When he was in the third grade his family was told he was a behavior problem. "The way they were talking at school, I thought he was retarded," his mother said. Devalin was tested at the Kennedy Institute and found to be dyslexic. Dyslexia is an unexplained inability to learn to read in a conventional manner. He spent the next three years of school at the Kennedy Institute. "It didn't help," Anderson said.
Then came a difficult period in a Baltimore County middle school. "I was scared," Anderson said. "I didn't want to go up to the teachers and tell them. I was like ashamed. They'd ask me to read and I couldn't. They thought I was being stubborn."
When he got to Woodlawn, he began daily, individual one-hour sessions with a reading teacher. The curriculum for learning disabled was adapted to use special materials and books. Things started to get better for Anderson.
"When he first got here, he was a real low-profile kid," said Diane Coy, who teaches English to learning disabled students, and who taught Anderson last year. "He rarely made eye contact. Now, he says 'hi' to teachers in the hall."
In Coy's English class last year, "He did all the work everybody else did, but I'd read his tests and drills to him," she said. "He wasn't embarrassed about it.
"When he was absent, he'd borrow the tape of a book and take it home. He's a real hard worker. . . Devalin has a really good auditory memory. If he hears it, he remembers it. . . He wants the help; he appreciates the help. He's very self-motivated."
Reading is still difficult for Anderson, but his mind is sharp and capable. Recently, a group from Woodlawn visited the Baltimore Museum of Art to take in the Monet exhibit. On their return, one of the escorts, a math teacher, stopped by the teacher's lounge and asked if anyone knew Devalin Anderson.
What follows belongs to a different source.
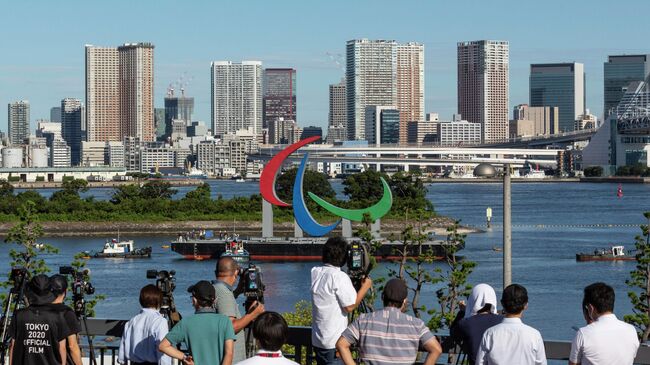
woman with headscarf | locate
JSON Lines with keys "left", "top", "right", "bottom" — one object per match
{"left": 455, "top": 283, "right": 503, "bottom": 365}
Coy said she did. "She was very impressed," said Coy. "He had asked all these insightful questions of the tour guide about the paintings and the artist's technique."
Anderson brings that insight to the football field as well. "He has that uncanny instinct to find the ball," Goudy said.
At 5 feet 11 and 170 pounds, Anderson, who has 4.6 speed, would seem better suited for running back than linebacker. And last year he was, at least some of the time. This year, he still gets to play offense about 60 percent of the time, but as an undersized guard. "He's a hitter," said Goudy.
From his linebacker spot for the 7-2 Warriors, Anderson has accumulated 76 solo tackles, 49 assists and four sacks. But Goudy, who has coached at Western Maryland and Johns Hopkins, thinks Anderson, with his excellent speed, would be a fine safety in college, capable of playing Division II or even I-AA.
College? Why not?
Anderson has been talking about college since last year, his mother said. Goudy and other Woodlawn officials have been looking for schools with programs for learning disabled students. And arrangements are being made for Anderson to take the SATs orally, via tape recording.
"Mr. Goudy's been doing wonders for me, and I appreciate it," Anderson said. "He tries for me, and on the football field I try for him."